Quand SpaceX a lancé les premières constellations Starlink en 2019, les sceptiques pointaient les débits insuffisants, la latence élevée, et le prix prohibitif. Sept ans plus tard, Starlink compte plus de 6 000 satellites en orbite basse, dessert plus de 4 millions d’abonnés dans 100 pays, et a réellement changé la donne pour des millions de personnes qui vivaient dans des zones blanches de connectivité. Ce n’est plus un projet expérimental — c’est une infrastructure mondiale qui redéfinit l’accès à internet.
Des performances qui ont fait taire les sceptiques
Les débits moyens Starlink en 2026 oscillent entre 150 et 400 Mbps en descente, avec une latence autour de 20-40 millisecondes — comparable à une bonne connexion fibre dans les zones rurales. Pour des zones qui n’avaient accès qu’à des connexions ADSL dégradées à 2-5 Mbps, c’est une transformation radicale. Des agriculteurs en Bretagne profonde, des éleveurs dans les Alpes, des îles isolées des Caraïbes ou des zones reculées d’Afrique subsaharienne ont désormais accès à une connectivité fonctionnelle pour du télétravail, de la télémédecine ou de l’éducation en ligne.
L’usage en mobilité est particulièrement révolutionnaire.
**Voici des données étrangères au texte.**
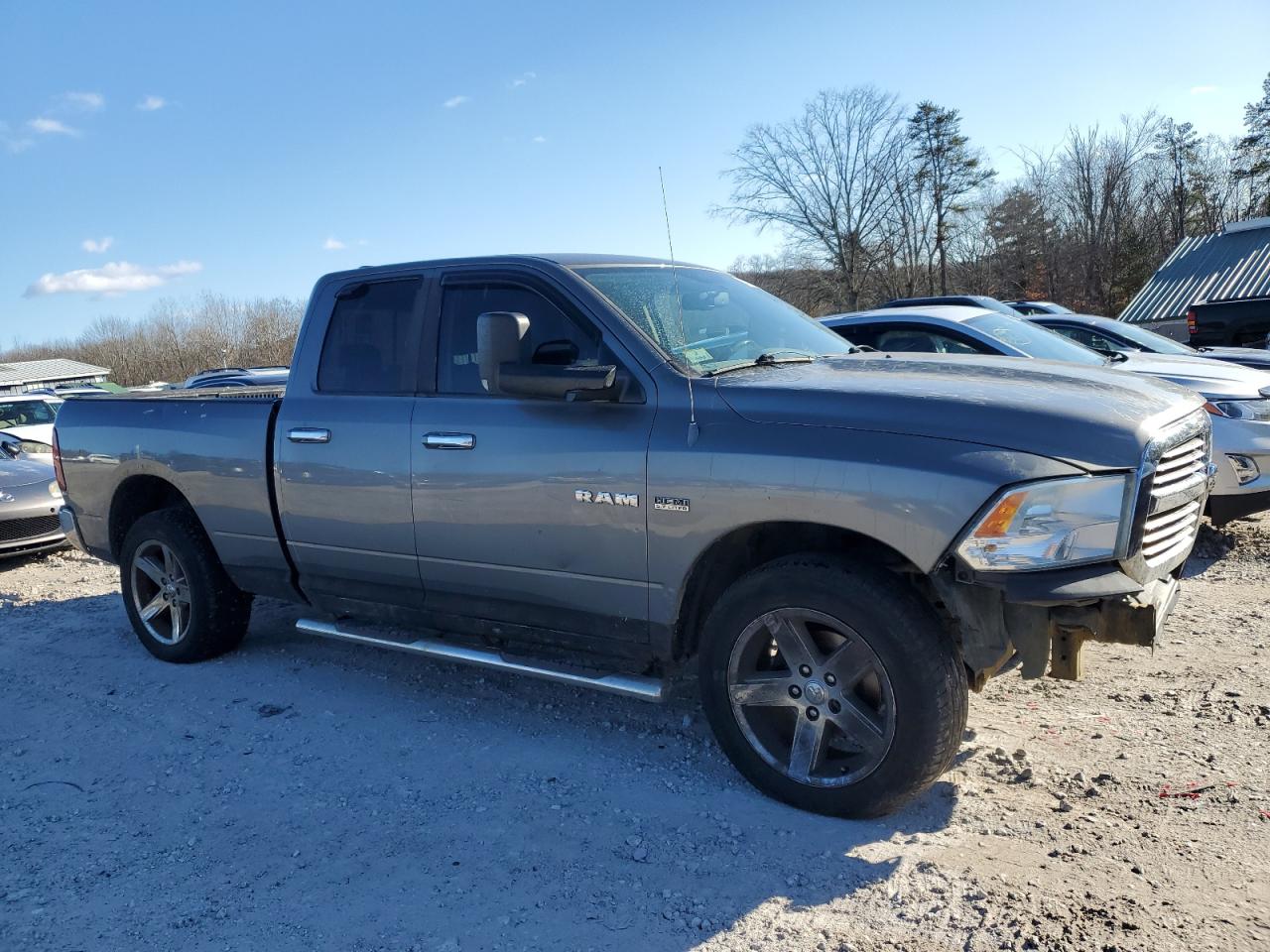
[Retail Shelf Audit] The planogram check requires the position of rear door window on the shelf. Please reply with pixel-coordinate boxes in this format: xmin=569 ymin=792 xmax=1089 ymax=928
xmin=318 ymin=278 xmax=423 ymax=394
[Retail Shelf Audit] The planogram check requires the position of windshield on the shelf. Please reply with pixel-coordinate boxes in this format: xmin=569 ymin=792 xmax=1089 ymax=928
xmin=0 ymin=400 xmax=58 ymax=429
xmin=1107 ymin=321 xmax=1197 ymax=357
xmin=966 ymin=313 xmax=1107 ymax=364
xmin=576 ymin=266 xmax=852 ymax=373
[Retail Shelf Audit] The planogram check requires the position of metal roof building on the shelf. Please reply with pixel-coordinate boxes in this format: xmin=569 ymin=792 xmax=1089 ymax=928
xmin=1120 ymin=218 xmax=1270 ymax=323
xmin=0 ymin=358 xmax=110 ymax=394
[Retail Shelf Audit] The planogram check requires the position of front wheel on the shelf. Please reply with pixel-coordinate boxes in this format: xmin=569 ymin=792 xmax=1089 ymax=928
xmin=119 ymin=509 xmax=251 ymax=662
xmin=699 ymin=556 xmax=967 ymax=817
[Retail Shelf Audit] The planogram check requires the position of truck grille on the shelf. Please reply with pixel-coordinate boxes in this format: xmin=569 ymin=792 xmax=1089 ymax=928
xmin=1142 ymin=432 xmax=1209 ymax=566
xmin=0 ymin=516 xmax=63 ymax=542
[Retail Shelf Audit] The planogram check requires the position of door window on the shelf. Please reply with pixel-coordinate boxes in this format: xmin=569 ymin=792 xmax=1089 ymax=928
xmin=318 ymin=278 xmax=423 ymax=394
xmin=874 ymin=325 xmax=985 ymax=354
xmin=437 ymin=283 xmax=601 ymax=395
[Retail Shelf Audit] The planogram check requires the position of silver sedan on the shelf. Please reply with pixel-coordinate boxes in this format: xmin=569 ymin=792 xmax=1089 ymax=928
xmin=0 ymin=447 xmax=66 ymax=558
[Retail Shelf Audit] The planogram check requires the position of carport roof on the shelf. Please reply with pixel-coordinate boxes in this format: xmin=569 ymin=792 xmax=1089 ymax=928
xmin=0 ymin=357 xmax=110 ymax=386
xmin=1120 ymin=218 xmax=1270 ymax=323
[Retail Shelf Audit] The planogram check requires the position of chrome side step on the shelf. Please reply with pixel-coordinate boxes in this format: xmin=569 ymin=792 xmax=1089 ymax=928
xmin=296 ymin=618 xmax=666 ymax=701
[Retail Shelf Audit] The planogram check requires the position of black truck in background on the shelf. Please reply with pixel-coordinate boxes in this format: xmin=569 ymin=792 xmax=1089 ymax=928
xmin=1187 ymin=298 xmax=1270 ymax=346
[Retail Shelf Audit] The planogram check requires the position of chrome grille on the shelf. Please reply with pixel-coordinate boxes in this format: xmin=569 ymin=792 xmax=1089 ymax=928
xmin=1142 ymin=431 xmax=1209 ymax=566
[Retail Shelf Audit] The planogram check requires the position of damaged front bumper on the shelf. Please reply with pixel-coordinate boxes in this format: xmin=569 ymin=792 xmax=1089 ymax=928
xmin=935 ymin=565 xmax=1181 ymax=690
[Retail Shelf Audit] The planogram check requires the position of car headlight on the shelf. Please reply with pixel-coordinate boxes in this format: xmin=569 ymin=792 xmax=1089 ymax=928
xmin=1204 ymin=400 xmax=1270 ymax=422
xmin=956 ymin=475 xmax=1131 ymax=571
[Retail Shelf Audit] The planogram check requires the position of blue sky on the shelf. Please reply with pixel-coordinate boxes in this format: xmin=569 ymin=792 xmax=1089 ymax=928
xmin=0 ymin=0 xmax=1270 ymax=346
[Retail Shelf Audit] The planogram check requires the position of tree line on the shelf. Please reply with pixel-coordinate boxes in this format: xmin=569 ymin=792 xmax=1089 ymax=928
xmin=715 ymin=76 xmax=1270 ymax=316
xmin=0 ymin=294 xmax=305 ymax=387
xmin=0 ymin=76 xmax=1270 ymax=386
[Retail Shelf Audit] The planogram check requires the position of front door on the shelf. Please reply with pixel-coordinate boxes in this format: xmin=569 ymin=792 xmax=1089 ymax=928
xmin=412 ymin=276 xmax=655 ymax=641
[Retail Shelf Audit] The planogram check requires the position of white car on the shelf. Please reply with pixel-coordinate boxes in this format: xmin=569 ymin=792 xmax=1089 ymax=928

Starlink propose des antennes pour les bateaux, les camping-cars et les avions. Des compagnies aériennes comme Delta, United et Air France proposent le WiFi Starlink sur certaines liaisons, avec des débits qui permettent enfin de travailler ou de streamer confortablement à 10 000 mètres d’altitude. La connexion à bord d’un vol Paris-New York est devenue meilleure que dans beaucoup d’hôtels d’affaires.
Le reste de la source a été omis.